The case is further complicated when a beautiful young woman, an enigmatic suspect, becomes his ally -- and they fall in love.
Deckard uses sophisticated futuristic tools of the sleuthing trade and possesses professional skills unheard-of by Sam Spade or Philip Marlowe. He scans clues in a super-computer, gets around in a flying "Spinner" car, wields unusual weapons, and administers complex technological tests to suspects.
On the colorful and treacherous streets of a fantastic future megalopolis, the suspenseful story takes the classic form of a manhunt. But the renegades being pursued are not mere men and women. They are manufactured humans, created by scientific processes which are extensions of current breakthroughs in the revolutionary new field of genetic engineering.
These "replicants" are extremely fast and powerful combat models, the supreme products of the industry. Somehow, these four have returned to Earth from an off-world colony. They have already killed
and must be stopped before they kill again. Unfortunately, they are distinguishable from ordinary human beings only through a sophisticated technological test of which Deckard is one of the few master practitioners.

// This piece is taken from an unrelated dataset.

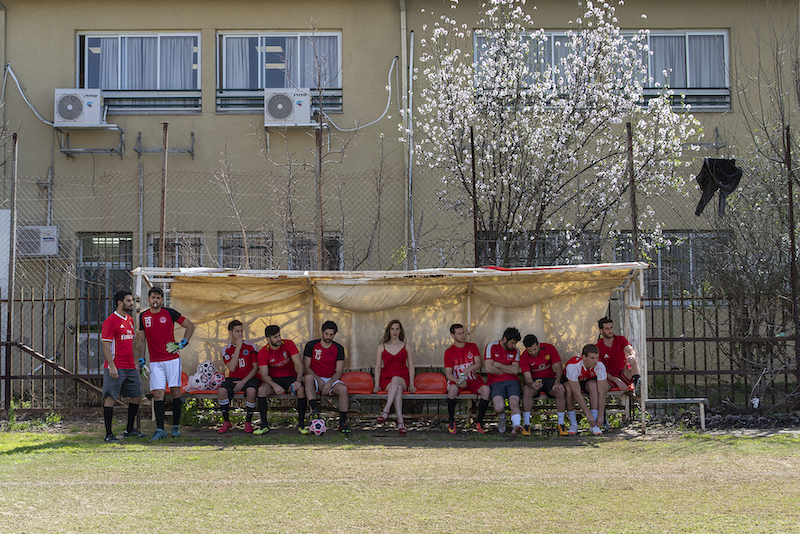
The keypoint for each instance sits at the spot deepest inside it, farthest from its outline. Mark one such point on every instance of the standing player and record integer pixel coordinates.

"'Blade Runner,'" says director Ridley Scott, "is first and foremost a detective story, a thriller. It's not so much science fiction as futuristic, or, better yet, of the future."
He further describes the film as "an adult comic strip.., full of action, colorful characters, fast pace, bright colors, and bold strokes."
A Blade Runner is a police detective who specializes in identifying and terminating defective replicants. Scott calls this highly skilled investigator "an official exterminator, a sort of bureaucratic bounty hunter." At this bizarre type of police work, Deckard is the best.
Replicants are synthetically made humans, manufactured and sold to do difficult, unsavory jobs, such as mining, soldiering, and space exploration, or to serve as domestic help and experimental subjects.
They are not "robots" as they contain no machinery. They are entirely creations of flesh-culture, more technoloqjcally and biologically advanced than "androids."
"Reps" are so highly perfected that they are virtually indistinguishable from ordinary humans, except through the Voight-Kampff empathy test, a sophisticated form of lie detector.
The story is set just far enough ahead to make credible the cornerstone of the plot -- the existence of a rampant genetic-engineering industry.
Scott points out that "this film is not about genetic engineering. It's not a speculation on the rights and wrongs of this new science. The movie just touches on the subject, uses it to create the story situation."
To construct the proper setting, the filmmakers had to develop a clear, realistic vision of life in an American megalopolis forty years from now.
Says Scott: "Most films depict the future as pristine, austere, and colorless. We were determined to avoid shiny buildings, underpopulated streets, and silver suits with diagonal zippers.
"Our city is rich, colorful, noisy, gritty, full of textures, and teeming with life -- much like a major city of today. This is a tangible future, not too exotic to be believed. It's like today only more so."
"Our film takes place within the lifetime of most of its audience," says producer Michael Deeley. "Everything had to be credible and justified."
To help authenticate their picture of the future, the filmmakers enlisted Syd Mead, an internationally eminent industrial designer who is a specialist in picturing the shape of things to come, from skyscrapers and vehicles to parking meters and phone booths with television.
"'Blade Runner,'" Mead notes, "is not a 'hardware movie.' It's not one of those gadget-filled pictures where the actors seem to be there only to give scale to the sets, props, and effects. We've created an environment to make the story believable. The tools and machinery appear only when needed and fit tightly into the plot."